Ele se prepara para o futuro?
Prepara-se para resgatar a Venezuela.
E a Constituinte que Maduro propõe?
Querem é eliminar o voto popular, livre e secreto. É grave. Querem uma paz constituinte. Isso não existe. Há uma Constituição e temos de cumpri-la. Essa Constituinte é uma fraude. Não permitiremos.
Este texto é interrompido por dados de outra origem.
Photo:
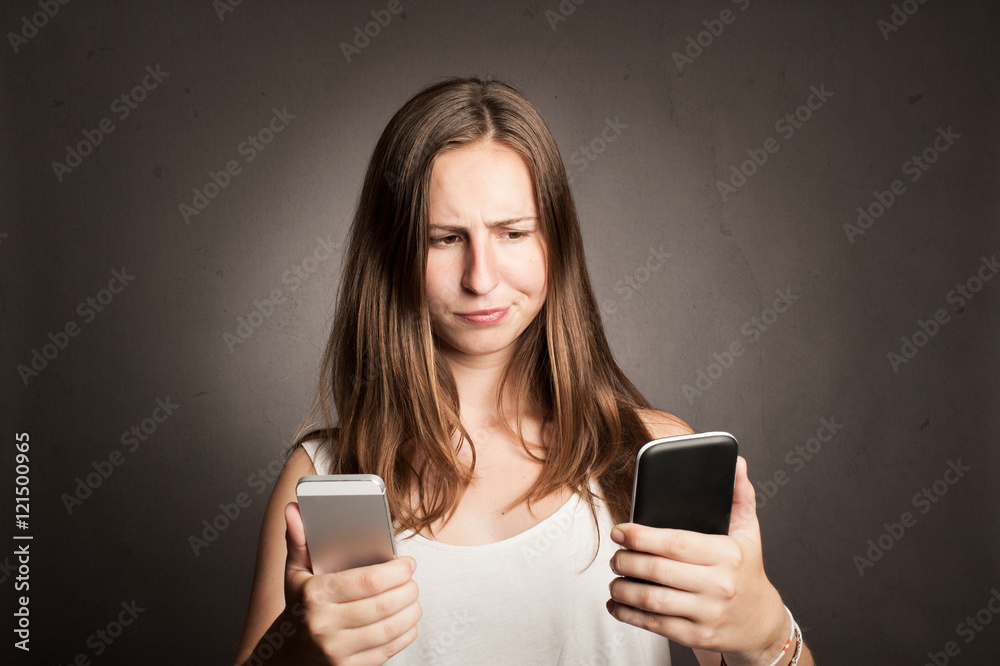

Querem eternizar essa ditadura.
Antes, o governo prendeu Leopoldo e cassou os direitos políticos de Henrique Capriles (outro líder da oposição).
As pessoas rejeitam Maduro, e ele quer se manter no poder de qualquer jeito. Tirou das pessoas o que há de mais sagrado: comida, medicamentos, vida, justiça. Come-se no lixo. E em nenhuma eleição eles ganhariam. Por isso, a constituinte, porque perderiam em todas as situações. Mas a democracia é assim, e vamos lutar nas ruas para que haja eleições, sem presos políticos e sem desabilitações de políticos.
A Venezuela chega a um limite?
Sim, e por isso fazem qualquer coisa para se manter no poder. Matam jovens. Não querem que protestem, mas continuaremos protestando. Conseguiremos mudanças pacíficas, eleitorais e constitucionais.
Como conseguir mudanças pacíficas?
Com pressão, assim como conseguimos entrar na prisão. Não queriam deixar que víssemos Leopoldo, mas pressionamos e conseguimos, de forma pacífica. A Venezuela protestará até ter uma solução. Maduro está golpeado. O mundo inteiro já reconhece a Venezuela como uma ditadura.
Leopoldo quer ser presidente?
Está pronto para ser candidato, prepara-se muito. Quer dividir com todos os partidos da oposição um governo que resgate a Venezuela, com sua riqueza, sua economia, o progresso, a estabilidade, a confiança nos investimentos e os direitos humanos, os direitos à moradia, aos medicamentos, à alimentação, ao livre trânsito.
Há Henrique Capriles, como outro líder de uma oposição tradicionalmente dividida. Haveria uma prévia?
Sempre foi fraturada, mas o governo diz que hoje não temos unidade, e isso é falso. Nunca estivemos tão unidos. A oposição está comprometida, nas ruas. Faremos uma primária para que as pessoas escolham o candidato que querem. E essa pessoa será o candidato presidencial.